Asap hitam membumbung dari kobaran api di mana-mana. Amukan sang naga seperti tadi tak akan membuatnya mundur. Dia yakin.
"YAAA!" Pemuda itu melompat sangat tinggi dengan pedang tajam yang siap diayunkan.
Dia akan menang.
Byur!
"MAMA!" Pemuda itu terperanjat sambil berteriak sekeras mungkin.
Diusapnya wajah serta rambut yang sudah basah kuyup. Tubuhnya seketika menggigil dengan air dingin yang singgah di tempat tidurnya.
"Ellene!" protesnya pada seseorang yang berlalu ke kamar mandi.
"Dingin, anjir!" tambahnya, tak terima.
"Cepetan mandi!" Gadis berseragam SMA itu meraih tas Eiger-nya yang ada di atas meja belajar, lantas keluar dari kamar bernuansa putih-silver itu begitu saja.
Mimpinya dipotong begitu saja oleh gadis itu. Sebagai bentuk balas dendam, pemuda berkaus abu-abu itu kembali menggulung tubuhnya dengan selimut meski ada bagian yang basah. Tidak masalah, dia akan kembali tidur dengan cepat dan melanjutkan mimpinya melawan naga. Lagipula, saat dia melirik jam, dia menemukan jarum pendeknya masih di angka 6.
Bantalnya dibalikkan untuk menghindari bagian yang basah dan tak lama setelahnya, pemuda itu memejamkan matanya, siap terlelap.
"ORKA!"
"Anjir!" Pemuda itu seketika terbangun setelah kakinya ditarik paksa oleh Ellene.
Wajah garangnya benar-benar menenggelamkan mimpi Orka. Gadis berambut pendek itu menatapnya tajam seakan ingin melahap Orka hidup-hidup.
"Iya, iya. Nih bangun." Orka akhirnya menyerah pada sahabatnya, berlari menuju kamar mandi.
🏀
"
Mimpi gue tadi genre fantasi loh, El. Harusnya lo biarin gue beresin baku hantam sama naga dulu, baru lo bangunin. Jarang-jarang gue dapet mimpi genre fantasi, El," oceh Orka, tetap tak terima jika mimpinya diputuskan begitu saja.
Ellene merotasikan matanya. "Cuma mimpi."
"Lo gak tahu aja, anjir, kalo mimpi gak ada season duanya. Gak pernah mimpi lo?"
"Pernah."
"Apaan?"
"Naik kuda poni buat masuk ke jurang."
Orka memiting Ellene karena gemas dengan sahabatnya. Bisa-bisanya gadis itu bermimpi masuk jurang dengan seekor kuda poni.
"Mati dong gue, Ka!" Protesan Ellene membuat Orka tergelak sempura.

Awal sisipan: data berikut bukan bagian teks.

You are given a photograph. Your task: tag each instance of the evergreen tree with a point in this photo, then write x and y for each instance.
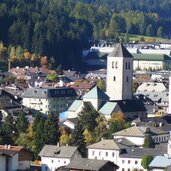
(78, 139)
(51, 130)
(88, 117)
(38, 138)
(22, 123)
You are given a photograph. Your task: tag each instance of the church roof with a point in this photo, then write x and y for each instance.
(120, 51)
(96, 93)
(108, 108)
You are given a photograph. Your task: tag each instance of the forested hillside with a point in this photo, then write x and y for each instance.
(60, 29)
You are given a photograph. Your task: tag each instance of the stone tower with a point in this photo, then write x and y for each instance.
(119, 73)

Setelah berjalan di lorong, akhirnya keduanya sampai di ruang kelas bertuliskan 'XI-OTKP'. Seperti biasa, hanya ada beberapa siswa di dalam kelas yang enggan keluar termasuk Henderi.

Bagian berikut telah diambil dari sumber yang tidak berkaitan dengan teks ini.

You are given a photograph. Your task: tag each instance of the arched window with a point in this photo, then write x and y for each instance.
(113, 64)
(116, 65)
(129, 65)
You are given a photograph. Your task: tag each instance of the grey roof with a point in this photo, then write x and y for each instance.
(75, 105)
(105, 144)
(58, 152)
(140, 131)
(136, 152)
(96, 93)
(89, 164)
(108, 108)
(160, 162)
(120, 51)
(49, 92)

"Ka! El!" sapa pemuda itu ramah, mengangkat tangannya, memberi isyarat pada dua sohib itu untuk mendekat ke arahnya.
Orka dan Ellene menghampiri pemuda itu yang duduk di meja pojok bersama seorang gadis berambut panjang dengan ujung curly dan bersama Kevan, teman mereka yang lain.
"Tumben pagi-pagi udah dateng. Biasanya kalian berdua dateng pas melet-mepet apel," puji Henderi, tersenyum mengejek.

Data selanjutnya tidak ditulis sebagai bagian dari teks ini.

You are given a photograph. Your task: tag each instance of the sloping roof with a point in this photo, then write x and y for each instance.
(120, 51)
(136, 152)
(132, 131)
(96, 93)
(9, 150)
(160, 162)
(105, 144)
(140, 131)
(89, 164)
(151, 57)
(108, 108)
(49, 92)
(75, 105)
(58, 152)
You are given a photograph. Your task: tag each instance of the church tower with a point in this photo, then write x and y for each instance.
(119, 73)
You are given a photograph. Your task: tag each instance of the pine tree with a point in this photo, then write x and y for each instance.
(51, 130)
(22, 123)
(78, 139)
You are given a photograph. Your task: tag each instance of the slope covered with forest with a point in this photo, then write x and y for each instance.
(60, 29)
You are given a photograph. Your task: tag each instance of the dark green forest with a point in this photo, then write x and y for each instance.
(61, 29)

"Disiram sama Ellene?" Kevan menebak, lantas ketiga pemuda itu tertawa riang atau lebih tepatnya menertawakan Orka.
"Siapa suruh tidur kayak kebo." Ellene bersuara.
"Gue lagi mimpi, El," bela Orka.
"Persetan sama mimpi lo."
"Aaa ... mimpi apa lo?" Henderi tersenyum tengil dengan mata menyipit pada Orka.
"Ngelawan naga," jawab Orka, membantah tatapan Henderi.
"Eh, sorry, ya, kalo gue lancang."
Semua fokus teralihkan pada Felicia. Gadis yang duduk di sebelah Henderi itu tampak ingin bertanya sesuatu mengenai Ellene dan Orka.
"Ada apa?" tanya Ellene, merasakan tatapan aneh yang diberikan padanya.
"Kalian pacaran, ya?"
Hening sejenak. Ruangan lengang. Tak ada yang menjawab. Tak ada yang bersuara. Terkejut? Tentu. Siapa yang tak terkejut dengan pertanyaan itu terlebih ditujukan pada Ellene dan Orka?
Keduanya tak menjawab untuk beberapa saat, memberikan kesan canggung yang nyata.
"Yang." Henderi menegur pelan.
"Haha, iya. Gue sama Ellene pacaran. Iya, 'kan, Yang?" Orka menyampirkan tangannya di bahu Ellene dengan senyum lebar yang hangat, percaya diri.
"Enggak, jir. Najis."
Semuanya tertawa melihat reaksi Ellene yang tersenyum geli pada Orka.
"Yang, kok gitu sih? Kita putus?" rengek Orka yang membuat Ellene lagi-lagi bergidik ngeri.
"Beungeut sia hurung¹."
Orka mengejar Ellene yang dengan rengekan yang membuat gadis itu berlari sambil bergidik. Di kejauhan, keduanya tertawa bersama karena Ellene yang tak pernah bisa untuk tidak menggeliat geli ketika leher belakangnya disentuh.
Henderi tersenyum melihat mereka dari dalam kelas, lantas beralih pada kekasihnya.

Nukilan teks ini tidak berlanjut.